Lorsque Lina Ben Mhenni me rejoint au Grand Café du Théâtre de l’avenue Bourguiba, elle est essoufflée. Pendant qu’elle s’installe à table, elle invite d’un geste de la main son garde du corps à s’éloigner. Elle revient de l’université où elle donne des cours. Je démarre la conversation, mais elle regarde ailleurs : la grande avenue, les centaines de personnes qui sont de passage, les files de taxis le long de la route. Trois ans plus tôt, en 2011, c’est sur cette même avenue que s’était déroulée la forme physique de la « cyber-révolution » tunisienne, la première de l’histoire. Même si Lina fait partie des blogueurs les plus connus du pays, une figure presque mythique maintenant, elle est agacée de devoir à nouveau expliquer que « les gens sont mort dans la rue, pas en ligne ». Le fil de fer qui longe encore une partie de la rue donne un poids tout particulier à ses mots.
A Tunisian Girl
En 2011, Lina était invitée à la télévision française. Sur le plateau, Tariq Ramadan, célèbre intellectuel, professeur et islamologue, l’accusait elle et plusieurs blogueurs de ne pas être les porte-paroles du peuple mais d’avoir été payés par des institutions américaines. « Personnellement, je ne connais personne qui a été payé pour créer un blog. De l’argent pour quoi ? Combien faut-il pour créer un blog ? », affirme sèchement Lina lorsque je lui rappelle l'émission. Son histoire personnelle est digne du meilleur Tarantino : en 2007, avec un ordinateur portable « acheté à Carrefour », elle crée son premier blog, A Tunisian girl. C’est au départ « un blog qui traite de sujets futiles », admet-elle sans problème. Puis sous Ben Ali arrivent la censure, puis la gloire avec une nomination au Prix Nobel de la paix. À ce moment-là, Lina devient un des visages les plus importants de la « révolution ».

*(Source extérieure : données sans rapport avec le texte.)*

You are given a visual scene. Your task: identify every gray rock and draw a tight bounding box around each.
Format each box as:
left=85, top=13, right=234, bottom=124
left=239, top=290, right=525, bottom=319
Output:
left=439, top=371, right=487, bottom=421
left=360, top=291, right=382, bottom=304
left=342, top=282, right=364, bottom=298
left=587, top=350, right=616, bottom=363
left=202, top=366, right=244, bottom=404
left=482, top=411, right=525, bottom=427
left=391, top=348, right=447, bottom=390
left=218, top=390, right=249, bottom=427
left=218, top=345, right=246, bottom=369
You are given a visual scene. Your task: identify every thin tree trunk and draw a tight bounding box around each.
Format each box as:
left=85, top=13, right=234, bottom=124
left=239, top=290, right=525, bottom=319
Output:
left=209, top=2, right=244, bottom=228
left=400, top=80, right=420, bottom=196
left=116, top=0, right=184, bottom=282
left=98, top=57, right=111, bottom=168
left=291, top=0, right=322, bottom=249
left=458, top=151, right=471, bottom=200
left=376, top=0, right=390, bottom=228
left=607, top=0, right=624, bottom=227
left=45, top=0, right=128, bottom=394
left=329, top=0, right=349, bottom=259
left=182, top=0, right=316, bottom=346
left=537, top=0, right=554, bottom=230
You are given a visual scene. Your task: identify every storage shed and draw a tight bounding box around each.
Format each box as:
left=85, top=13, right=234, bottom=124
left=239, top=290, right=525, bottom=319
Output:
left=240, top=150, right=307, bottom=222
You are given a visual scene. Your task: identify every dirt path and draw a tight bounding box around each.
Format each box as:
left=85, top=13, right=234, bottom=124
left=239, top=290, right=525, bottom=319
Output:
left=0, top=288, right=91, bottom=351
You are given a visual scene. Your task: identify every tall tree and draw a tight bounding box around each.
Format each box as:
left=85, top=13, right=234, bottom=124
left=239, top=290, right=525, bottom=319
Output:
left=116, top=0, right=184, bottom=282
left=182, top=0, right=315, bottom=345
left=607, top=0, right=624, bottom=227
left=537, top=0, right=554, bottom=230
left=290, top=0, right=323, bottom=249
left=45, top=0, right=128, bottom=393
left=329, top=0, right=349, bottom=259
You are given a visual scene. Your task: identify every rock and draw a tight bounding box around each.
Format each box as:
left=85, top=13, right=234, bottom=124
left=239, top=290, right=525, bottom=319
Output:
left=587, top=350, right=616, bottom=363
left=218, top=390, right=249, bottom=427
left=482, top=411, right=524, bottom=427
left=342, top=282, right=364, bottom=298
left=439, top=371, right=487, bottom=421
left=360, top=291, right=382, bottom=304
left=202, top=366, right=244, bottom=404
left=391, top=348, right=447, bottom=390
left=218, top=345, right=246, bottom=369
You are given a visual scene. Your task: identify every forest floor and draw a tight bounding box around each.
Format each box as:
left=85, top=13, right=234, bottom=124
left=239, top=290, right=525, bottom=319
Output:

Aujourd’hui, avec un dictateur en moins et une Constitution en plus, Lina vit sous la protection constante de la police. « Avant la révolution j’étais en prison, mais au moins j’avais un peu d’espace. Aujourd’hui, je suis victime de campagnes de diffamation et de menaces de mort sur Facebook : je ne vis pas sans la protection de la police », affirme-elle en lançant un regard sarcastique et résigné vers son garde du corps. Comment est-ce possible ? Les blogueurs tunisiens n’étaient-ils pas l’avant-garde chérie du peuple révolté ? Et le Web n’était-il pas l’arme redoutable des jeunes générations ? « Les blogs, les réseaux sociaux, internet qui étaient initialement des outils destinés à la révolution sont devenus des armes à double tranchant », admet Lina. « Il y a 3 ans, je pensais que tout le monde voulait améliorer notre pays, mais j’étais idéaliste », déclare-t-elle. La pluie tombe en continu sur Tunis où il fait 15 degrés : comme le temps, la communauté des blogueurs décrite par Lina est très loin de ce que peuvent s'imaginer les occidentaux.
le champ de bataille
Sur l'ensemble du continent africain et du monde arabe, la Tunisie est le pays qui a le plus de comptes Facebook actifs par rapport à son nombre d'habitants. En 2011, 50% des Internautes avaient un compte Facebook. Aujourd’hui, les partisans de Zuckerberg sont 3,4 millions, et les chiffres prouvent que la Tunisie a beaucoup utilisé les réseaux sociaux (voir l’infographie). C’est peut-être aussi pour cela qu’en 2013, AbdelKarim (37 ans) a décidé de fonder le Social média social club de Tunis. Le but ? Montrer aux jeunes que cette plateforme peut avoir une utilité politique (60% des utilisateurs Facebook ont entre 24 et 34 ans, nda). Abdel Karim vient de Zaghouan (à 50 km au sud de la capitale), où, avant 2011, faire de la politique voulait dire « applaudir l’officier de Ben Ali en visite dans la ville ». Il vit à Tunis depuis 2002, et en plus de parler arabe et français, il comprend l’italien : sa radio était branchée sur Rai 1 (radio italienne). Je fais sa connaissance ainsi que celle d’Henda (30 ans), originaire du quartier d’Ariana, une banlieue au nord de la capitale. Les deux blogueurs et activistes (c'est ainsi qu'ils se décrivent) donnaient une conférence sur les webradios dans le sous-sol de l’Agence Tunisienne pour Internet (ATI), un bâtiment blanc haut de deux étages qui se situe sur l’avenue Jugurtha. Sous le soleil qui s’infiltrait à travers les barreaux de la fenêtre donnant sur la cour, dix personnes y ont assisté.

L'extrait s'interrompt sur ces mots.